HTTP, also known as Hypertext Transfer Protocol, is an application protocol used for communication on the World Wide Web (WWW). It specifies how messages should be formatted and transmitted, as well as what actions Web servers and browsers should take in response to various commands received.
HTTP is the backbone of data communication on the World Wide Web, supporting various types of data such as HTML pages, images, videos and other multimedia content. It works as a client-server protocol – requests are sent from a client (like a web browser) to a server and received by that same server with all requested details.
HTTP utilizes a request-response model, in which the client sends a request message to the server and receives back an answer with requested data. A request message consists of several elements such as a request line specifying what type of request (like GET or POST), headers providing additional context about the request, and optional message body containing any data sent directly by the client to the server.

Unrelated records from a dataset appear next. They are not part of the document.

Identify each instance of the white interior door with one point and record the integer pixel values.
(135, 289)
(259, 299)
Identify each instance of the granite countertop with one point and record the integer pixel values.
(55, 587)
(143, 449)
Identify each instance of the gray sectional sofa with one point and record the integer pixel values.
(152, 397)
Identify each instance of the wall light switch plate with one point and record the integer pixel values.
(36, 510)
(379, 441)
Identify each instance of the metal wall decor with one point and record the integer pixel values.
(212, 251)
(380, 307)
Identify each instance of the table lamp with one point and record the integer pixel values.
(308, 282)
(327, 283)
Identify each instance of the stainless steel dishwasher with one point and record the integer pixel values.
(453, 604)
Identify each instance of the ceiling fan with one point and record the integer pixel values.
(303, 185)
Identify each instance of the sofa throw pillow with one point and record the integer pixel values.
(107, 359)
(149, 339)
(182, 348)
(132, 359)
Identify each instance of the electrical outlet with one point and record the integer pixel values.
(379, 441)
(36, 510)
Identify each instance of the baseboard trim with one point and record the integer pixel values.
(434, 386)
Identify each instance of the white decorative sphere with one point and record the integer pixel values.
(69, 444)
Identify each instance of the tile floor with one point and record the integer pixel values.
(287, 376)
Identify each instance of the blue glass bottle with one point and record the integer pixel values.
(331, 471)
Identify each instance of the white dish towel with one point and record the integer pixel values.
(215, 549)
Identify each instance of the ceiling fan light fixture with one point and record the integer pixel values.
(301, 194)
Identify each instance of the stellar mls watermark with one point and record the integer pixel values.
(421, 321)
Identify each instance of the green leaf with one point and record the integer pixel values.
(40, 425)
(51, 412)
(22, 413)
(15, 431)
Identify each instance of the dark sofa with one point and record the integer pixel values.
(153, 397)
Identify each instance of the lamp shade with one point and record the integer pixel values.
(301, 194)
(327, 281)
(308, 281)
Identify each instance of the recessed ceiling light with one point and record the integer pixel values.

Similar to a response message, which consists of a response line specifying the status (such as 200 OK or 404 Not Found), response headers that provide additional details about the response, and an optional message body containing requested data.
HTTP is an insecure protocol, meaning the data transmitted over it isn’t encrypted and could be read or intercepted by anyone with the right tools. To address this problem, HTTPS (HTTP Secure) was developed; it encrypts transmitted data using Secure Sockets Layer/Transport Layer Security encryption.